Ellie Schoenbaum said, "You know, going on trips, we used to carry a separate suitcase between my husband and I ... of all the books we wanted to read. And he has a Kindle and I have a Kindle and it was just nothing."

Consumer Reports tested the Kindle, along with more than a dozen e-readers, including the Nook from Barnes and Noble.

Testers evaluated the ease of reading and downloading books, and how fast the pages turn.

Most of the readers, including the Kindle and the Nook, use e-ink technology, which is only black and white. Others use a backlit LCD screen like a laptop. They can display color and, unlike e-ink, you won't need a light to read them in the dark. But they have a problem outdoors.

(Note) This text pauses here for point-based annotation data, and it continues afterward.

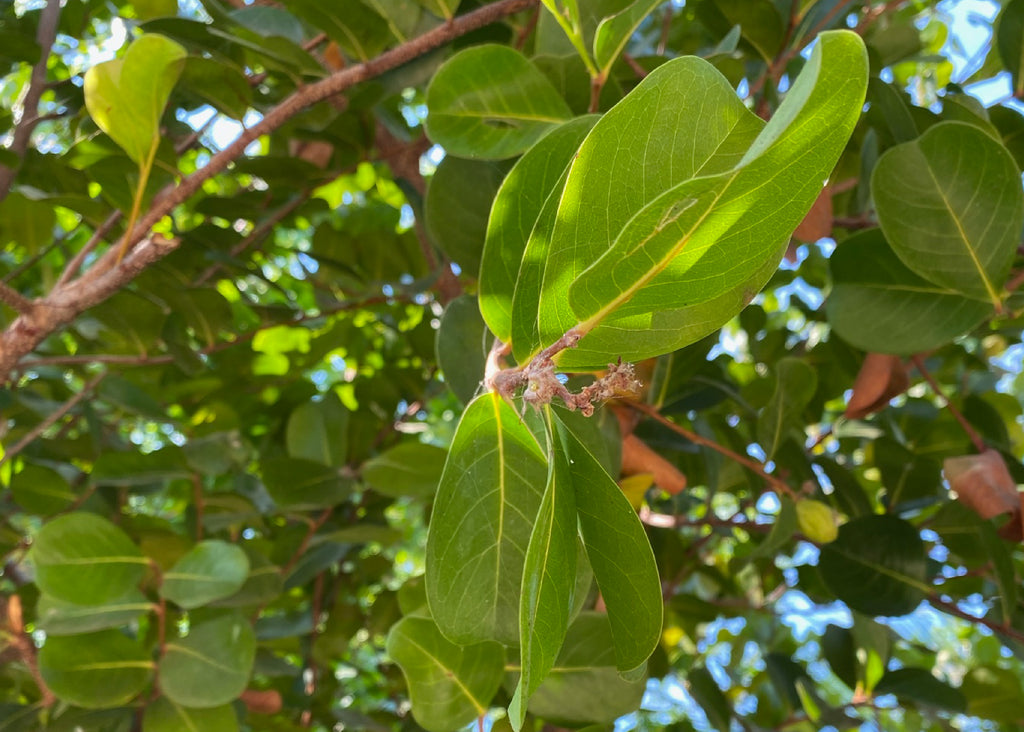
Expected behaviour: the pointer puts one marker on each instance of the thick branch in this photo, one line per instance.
(45, 35)
(108, 274)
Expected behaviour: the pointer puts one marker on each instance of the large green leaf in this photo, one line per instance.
(877, 566)
(880, 305)
(210, 570)
(548, 584)
(483, 516)
(796, 383)
(928, 197)
(84, 559)
(58, 617)
(211, 665)
(95, 670)
(584, 686)
(450, 685)
(126, 96)
(620, 554)
(165, 716)
(489, 101)
(537, 177)
(701, 219)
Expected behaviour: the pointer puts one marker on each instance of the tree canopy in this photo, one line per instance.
(398, 364)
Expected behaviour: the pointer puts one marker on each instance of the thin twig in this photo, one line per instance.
(52, 419)
(976, 440)
(752, 465)
(45, 36)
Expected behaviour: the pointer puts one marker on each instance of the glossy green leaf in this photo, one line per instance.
(620, 554)
(877, 565)
(927, 196)
(457, 206)
(165, 716)
(303, 484)
(211, 665)
(58, 617)
(491, 102)
(532, 180)
(548, 583)
(318, 431)
(482, 519)
(463, 344)
(85, 559)
(708, 235)
(920, 687)
(584, 687)
(210, 570)
(450, 685)
(409, 469)
(796, 383)
(95, 670)
(880, 305)
(614, 32)
(126, 96)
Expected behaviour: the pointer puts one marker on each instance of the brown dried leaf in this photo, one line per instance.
(817, 223)
(983, 484)
(881, 378)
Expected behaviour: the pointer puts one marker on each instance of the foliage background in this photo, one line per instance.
(314, 329)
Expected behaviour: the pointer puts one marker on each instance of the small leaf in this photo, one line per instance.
(126, 96)
(491, 102)
(210, 570)
(549, 578)
(409, 469)
(449, 685)
(165, 716)
(926, 194)
(620, 554)
(211, 665)
(84, 559)
(95, 670)
(877, 566)
(483, 516)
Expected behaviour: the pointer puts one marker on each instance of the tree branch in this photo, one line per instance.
(108, 275)
(45, 35)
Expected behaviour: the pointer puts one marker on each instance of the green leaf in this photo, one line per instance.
(620, 554)
(584, 686)
(84, 559)
(211, 665)
(463, 344)
(877, 566)
(126, 96)
(41, 490)
(304, 484)
(927, 197)
(796, 383)
(457, 205)
(920, 687)
(95, 670)
(880, 305)
(210, 570)
(489, 101)
(614, 32)
(992, 694)
(58, 617)
(165, 716)
(548, 582)
(536, 180)
(449, 685)
(707, 235)
(409, 469)
(482, 519)
(318, 431)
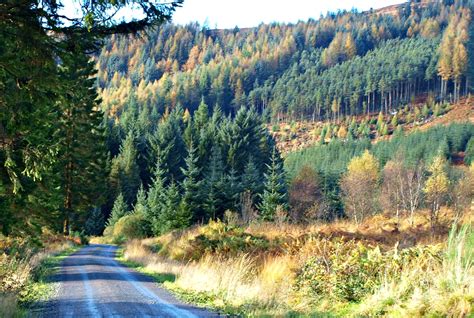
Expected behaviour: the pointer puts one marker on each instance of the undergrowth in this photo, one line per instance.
(25, 269)
(267, 270)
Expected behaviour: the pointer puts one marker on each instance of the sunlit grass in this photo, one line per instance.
(437, 280)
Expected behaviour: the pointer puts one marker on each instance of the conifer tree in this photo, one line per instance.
(124, 174)
(214, 185)
(191, 204)
(231, 190)
(81, 167)
(436, 187)
(251, 178)
(119, 210)
(140, 206)
(95, 222)
(274, 192)
(171, 217)
(156, 197)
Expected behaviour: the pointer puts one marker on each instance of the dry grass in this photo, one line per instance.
(259, 284)
(17, 271)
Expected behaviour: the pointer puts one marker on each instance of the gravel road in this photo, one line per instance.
(93, 284)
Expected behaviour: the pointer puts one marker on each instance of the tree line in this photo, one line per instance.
(355, 178)
(193, 168)
(53, 157)
(294, 70)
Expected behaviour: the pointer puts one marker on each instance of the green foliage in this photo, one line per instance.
(190, 209)
(125, 174)
(469, 155)
(95, 224)
(119, 210)
(274, 194)
(131, 226)
(350, 271)
(219, 238)
(283, 69)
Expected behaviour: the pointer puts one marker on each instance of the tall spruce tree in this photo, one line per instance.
(214, 185)
(156, 199)
(251, 178)
(141, 206)
(274, 192)
(120, 209)
(124, 174)
(190, 209)
(171, 216)
(81, 168)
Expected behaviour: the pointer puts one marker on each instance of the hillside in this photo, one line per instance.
(297, 135)
(345, 63)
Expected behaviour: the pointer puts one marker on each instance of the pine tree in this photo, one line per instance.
(95, 223)
(124, 174)
(171, 217)
(274, 193)
(141, 206)
(231, 190)
(251, 178)
(120, 209)
(156, 197)
(191, 204)
(214, 185)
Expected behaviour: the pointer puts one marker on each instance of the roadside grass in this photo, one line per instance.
(25, 276)
(335, 270)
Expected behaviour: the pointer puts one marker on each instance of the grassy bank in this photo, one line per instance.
(338, 269)
(25, 268)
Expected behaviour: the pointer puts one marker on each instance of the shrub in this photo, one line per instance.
(131, 226)
(349, 271)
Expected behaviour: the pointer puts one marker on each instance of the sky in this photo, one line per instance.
(249, 13)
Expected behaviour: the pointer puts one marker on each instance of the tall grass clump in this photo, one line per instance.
(24, 268)
(439, 288)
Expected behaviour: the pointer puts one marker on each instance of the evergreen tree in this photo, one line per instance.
(95, 223)
(191, 204)
(81, 168)
(119, 210)
(156, 199)
(124, 174)
(214, 185)
(171, 217)
(231, 191)
(274, 192)
(251, 178)
(141, 206)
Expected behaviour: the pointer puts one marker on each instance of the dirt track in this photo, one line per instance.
(94, 284)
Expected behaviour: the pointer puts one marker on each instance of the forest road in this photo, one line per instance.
(93, 284)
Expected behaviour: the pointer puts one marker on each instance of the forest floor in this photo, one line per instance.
(297, 135)
(382, 267)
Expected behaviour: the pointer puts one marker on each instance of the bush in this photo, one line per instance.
(131, 226)
(349, 271)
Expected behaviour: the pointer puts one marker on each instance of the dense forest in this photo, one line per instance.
(343, 63)
(172, 123)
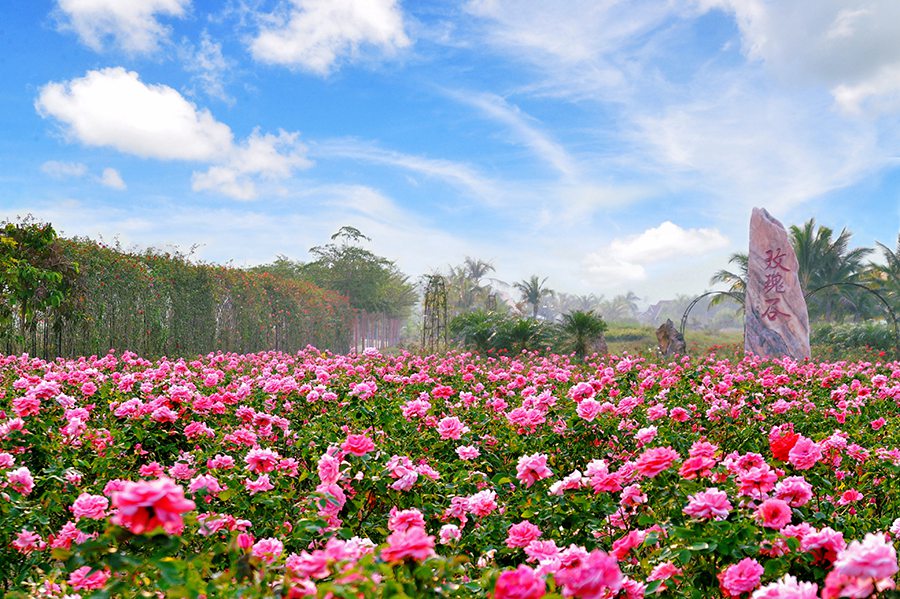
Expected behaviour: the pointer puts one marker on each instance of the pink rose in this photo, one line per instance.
(532, 468)
(267, 550)
(145, 506)
(358, 445)
(774, 513)
(874, 558)
(413, 543)
(805, 453)
(521, 583)
(521, 534)
(711, 504)
(741, 577)
(656, 460)
(593, 576)
(92, 507)
(451, 427)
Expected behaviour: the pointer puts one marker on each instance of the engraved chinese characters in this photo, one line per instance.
(776, 322)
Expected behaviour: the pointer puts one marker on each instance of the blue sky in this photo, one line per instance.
(612, 146)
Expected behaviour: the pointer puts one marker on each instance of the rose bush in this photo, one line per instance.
(456, 475)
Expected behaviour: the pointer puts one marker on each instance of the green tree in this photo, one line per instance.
(828, 263)
(369, 282)
(579, 330)
(533, 292)
(35, 275)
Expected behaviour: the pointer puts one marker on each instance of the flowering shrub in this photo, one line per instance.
(530, 476)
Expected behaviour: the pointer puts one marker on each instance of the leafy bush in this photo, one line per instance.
(287, 475)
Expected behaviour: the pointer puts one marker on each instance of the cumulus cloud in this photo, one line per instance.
(208, 67)
(850, 47)
(314, 35)
(111, 178)
(114, 108)
(627, 259)
(132, 26)
(62, 170)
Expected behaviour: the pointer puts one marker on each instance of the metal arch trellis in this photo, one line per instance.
(434, 327)
(887, 306)
(733, 295)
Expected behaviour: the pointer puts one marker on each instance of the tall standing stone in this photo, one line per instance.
(776, 321)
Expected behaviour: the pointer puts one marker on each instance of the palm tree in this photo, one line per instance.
(533, 291)
(888, 274)
(579, 330)
(828, 264)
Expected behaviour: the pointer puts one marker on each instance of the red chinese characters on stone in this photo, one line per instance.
(773, 260)
(774, 283)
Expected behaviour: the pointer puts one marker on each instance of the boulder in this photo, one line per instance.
(671, 342)
(776, 322)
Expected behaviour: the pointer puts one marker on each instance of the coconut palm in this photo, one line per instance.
(830, 265)
(533, 292)
(579, 330)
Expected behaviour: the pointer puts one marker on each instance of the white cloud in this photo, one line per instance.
(314, 35)
(849, 47)
(61, 170)
(524, 128)
(112, 178)
(209, 67)
(130, 24)
(459, 175)
(114, 108)
(627, 259)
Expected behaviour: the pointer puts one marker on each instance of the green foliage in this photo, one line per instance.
(579, 331)
(35, 275)
(161, 303)
(533, 292)
(370, 282)
(486, 331)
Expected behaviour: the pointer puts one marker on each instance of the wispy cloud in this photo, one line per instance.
(461, 176)
(315, 35)
(131, 26)
(114, 108)
(524, 128)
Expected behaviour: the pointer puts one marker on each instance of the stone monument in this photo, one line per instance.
(671, 342)
(776, 322)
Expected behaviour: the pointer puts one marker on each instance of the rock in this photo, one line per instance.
(671, 342)
(776, 322)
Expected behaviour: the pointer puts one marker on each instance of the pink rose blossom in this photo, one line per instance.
(742, 577)
(805, 453)
(595, 575)
(874, 557)
(655, 460)
(711, 504)
(451, 427)
(358, 445)
(532, 468)
(450, 533)
(521, 583)
(87, 579)
(92, 507)
(774, 513)
(413, 543)
(467, 452)
(145, 506)
(267, 550)
(521, 534)
(787, 587)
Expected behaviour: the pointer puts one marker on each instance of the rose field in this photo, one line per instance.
(313, 474)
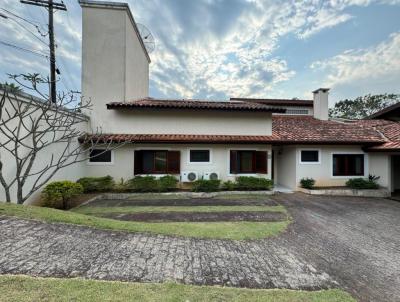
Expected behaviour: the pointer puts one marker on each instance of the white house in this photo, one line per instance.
(283, 140)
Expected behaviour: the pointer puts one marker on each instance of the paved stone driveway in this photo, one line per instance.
(352, 243)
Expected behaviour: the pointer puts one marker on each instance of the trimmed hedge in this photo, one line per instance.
(251, 183)
(203, 185)
(361, 184)
(97, 184)
(307, 183)
(57, 194)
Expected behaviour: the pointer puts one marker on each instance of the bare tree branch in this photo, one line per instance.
(32, 129)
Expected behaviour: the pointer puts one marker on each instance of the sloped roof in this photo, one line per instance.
(177, 138)
(278, 102)
(285, 130)
(389, 129)
(307, 129)
(391, 109)
(192, 104)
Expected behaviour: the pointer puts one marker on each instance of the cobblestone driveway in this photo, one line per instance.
(352, 243)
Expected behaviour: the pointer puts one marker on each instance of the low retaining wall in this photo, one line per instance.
(121, 196)
(347, 192)
(183, 194)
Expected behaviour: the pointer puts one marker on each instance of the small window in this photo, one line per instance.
(309, 156)
(100, 156)
(348, 164)
(199, 156)
(248, 162)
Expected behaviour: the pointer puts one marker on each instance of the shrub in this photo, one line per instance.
(142, 184)
(228, 186)
(97, 184)
(362, 183)
(167, 183)
(251, 183)
(57, 194)
(307, 183)
(120, 186)
(203, 185)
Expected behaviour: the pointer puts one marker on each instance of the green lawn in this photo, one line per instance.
(217, 230)
(98, 210)
(23, 288)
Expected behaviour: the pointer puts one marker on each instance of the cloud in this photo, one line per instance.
(204, 48)
(363, 65)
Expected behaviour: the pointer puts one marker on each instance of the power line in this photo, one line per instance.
(38, 53)
(51, 6)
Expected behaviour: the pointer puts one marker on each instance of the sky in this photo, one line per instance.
(216, 49)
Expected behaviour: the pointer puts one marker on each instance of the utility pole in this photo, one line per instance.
(51, 6)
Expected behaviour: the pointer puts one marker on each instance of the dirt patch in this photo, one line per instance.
(183, 202)
(199, 216)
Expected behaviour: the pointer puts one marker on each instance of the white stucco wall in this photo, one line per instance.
(114, 64)
(123, 160)
(291, 170)
(146, 121)
(72, 172)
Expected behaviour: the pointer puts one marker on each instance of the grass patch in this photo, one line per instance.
(217, 230)
(94, 210)
(24, 288)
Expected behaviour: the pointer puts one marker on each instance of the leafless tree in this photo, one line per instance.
(31, 127)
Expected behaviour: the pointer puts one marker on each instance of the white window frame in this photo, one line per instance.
(269, 160)
(366, 165)
(308, 162)
(196, 162)
(111, 163)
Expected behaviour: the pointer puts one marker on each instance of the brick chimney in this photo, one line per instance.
(321, 103)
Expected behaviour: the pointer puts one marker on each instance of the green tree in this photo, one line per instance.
(363, 106)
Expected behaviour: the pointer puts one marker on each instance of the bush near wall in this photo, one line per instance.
(167, 183)
(203, 185)
(307, 183)
(251, 183)
(361, 184)
(58, 194)
(97, 184)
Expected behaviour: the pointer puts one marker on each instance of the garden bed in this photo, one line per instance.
(345, 191)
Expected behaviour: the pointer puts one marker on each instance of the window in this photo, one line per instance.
(309, 156)
(248, 161)
(100, 156)
(199, 156)
(348, 164)
(157, 162)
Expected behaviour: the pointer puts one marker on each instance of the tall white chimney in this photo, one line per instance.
(321, 103)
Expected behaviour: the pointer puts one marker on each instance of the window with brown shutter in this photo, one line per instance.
(248, 161)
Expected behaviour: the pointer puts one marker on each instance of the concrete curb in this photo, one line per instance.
(380, 193)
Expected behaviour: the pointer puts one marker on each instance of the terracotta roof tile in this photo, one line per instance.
(193, 104)
(389, 129)
(277, 102)
(307, 129)
(177, 138)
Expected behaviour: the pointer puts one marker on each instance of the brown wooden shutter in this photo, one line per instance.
(261, 162)
(138, 162)
(174, 162)
(233, 162)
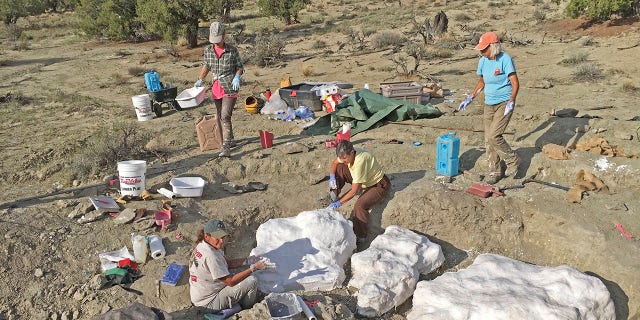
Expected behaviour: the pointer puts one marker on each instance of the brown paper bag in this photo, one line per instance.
(209, 133)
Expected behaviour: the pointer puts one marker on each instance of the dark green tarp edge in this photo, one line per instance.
(366, 109)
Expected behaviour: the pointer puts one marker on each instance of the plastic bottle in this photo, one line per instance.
(140, 250)
(447, 153)
(156, 247)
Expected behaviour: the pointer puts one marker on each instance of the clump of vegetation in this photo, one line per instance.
(385, 39)
(587, 41)
(136, 71)
(598, 10)
(110, 144)
(576, 58)
(319, 44)
(539, 15)
(462, 17)
(286, 10)
(587, 72)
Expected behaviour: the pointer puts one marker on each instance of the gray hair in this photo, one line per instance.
(343, 148)
(494, 49)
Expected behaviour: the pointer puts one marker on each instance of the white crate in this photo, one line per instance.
(191, 97)
(187, 186)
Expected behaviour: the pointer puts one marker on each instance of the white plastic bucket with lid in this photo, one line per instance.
(131, 174)
(140, 250)
(142, 105)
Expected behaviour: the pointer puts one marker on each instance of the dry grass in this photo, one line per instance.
(307, 70)
(136, 71)
(110, 144)
(630, 87)
(587, 72)
(576, 58)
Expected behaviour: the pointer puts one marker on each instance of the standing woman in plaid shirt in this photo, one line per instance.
(225, 64)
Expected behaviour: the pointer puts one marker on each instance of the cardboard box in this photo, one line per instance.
(209, 132)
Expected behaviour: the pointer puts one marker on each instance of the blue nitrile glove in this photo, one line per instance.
(334, 205)
(508, 108)
(465, 103)
(333, 184)
(235, 84)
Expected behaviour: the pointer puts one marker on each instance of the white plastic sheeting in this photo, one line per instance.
(497, 287)
(309, 251)
(387, 272)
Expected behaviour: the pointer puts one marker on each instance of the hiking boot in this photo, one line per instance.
(225, 152)
(512, 169)
(492, 178)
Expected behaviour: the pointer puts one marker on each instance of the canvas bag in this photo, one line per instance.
(209, 132)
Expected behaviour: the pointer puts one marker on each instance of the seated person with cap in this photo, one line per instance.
(212, 286)
(364, 173)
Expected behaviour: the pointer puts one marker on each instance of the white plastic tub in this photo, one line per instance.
(283, 306)
(187, 186)
(191, 97)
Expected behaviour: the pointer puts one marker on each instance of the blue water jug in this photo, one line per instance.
(447, 154)
(152, 80)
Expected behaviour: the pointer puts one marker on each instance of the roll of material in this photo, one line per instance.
(155, 247)
(167, 193)
(306, 310)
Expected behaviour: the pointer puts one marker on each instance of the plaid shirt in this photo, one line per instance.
(223, 69)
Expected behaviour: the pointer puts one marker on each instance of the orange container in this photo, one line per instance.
(343, 136)
(266, 139)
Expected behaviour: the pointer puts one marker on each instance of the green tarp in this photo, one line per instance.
(366, 109)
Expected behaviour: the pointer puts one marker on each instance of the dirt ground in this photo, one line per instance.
(58, 91)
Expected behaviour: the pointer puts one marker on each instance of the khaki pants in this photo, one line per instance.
(495, 124)
(224, 110)
(244, 293)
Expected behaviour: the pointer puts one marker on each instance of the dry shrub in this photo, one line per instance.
(117, 79)
(110, 144)
(587, 72)
(136, 71)
(267, 50)
(462, 17)
(576, 58)
(308, 70)
(319, 44)
(388, 38)
(587, 41)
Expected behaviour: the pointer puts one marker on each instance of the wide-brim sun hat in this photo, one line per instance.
(486, 39)
(216, 32)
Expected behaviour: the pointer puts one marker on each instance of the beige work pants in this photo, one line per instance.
(495, 124)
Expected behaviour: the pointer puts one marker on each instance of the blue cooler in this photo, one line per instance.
(152, 80)
(447, 154)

Rich Fisco said, "I'd say that the color screens are almost impossible to read outdoors. On the other hand, the e-ink screens are almost like reading a real book."

In the end, Consumer Reports gave top-ratings to the $189.00 3G Kindle.

Paul Reynolds said, "It's the best reader we've ever tested. The type is crisp and easy to read. The battery life is outstanding, as is the speed of the page turns."

But you can save money buying the $139.00 Kindle, which is identical to the 3G Kindle except you can only download content via Wi-Fi.

"We also recommend the Barnes and Noble Nook," said Reynolds. "It doesn't score quite as high as the Kindle, but you can use it to download free library books. The Kindle doesn't accept library books."

Barnes and Noble also has a color Nook that sells for $249.00. Consumer Reports will be testing it soon.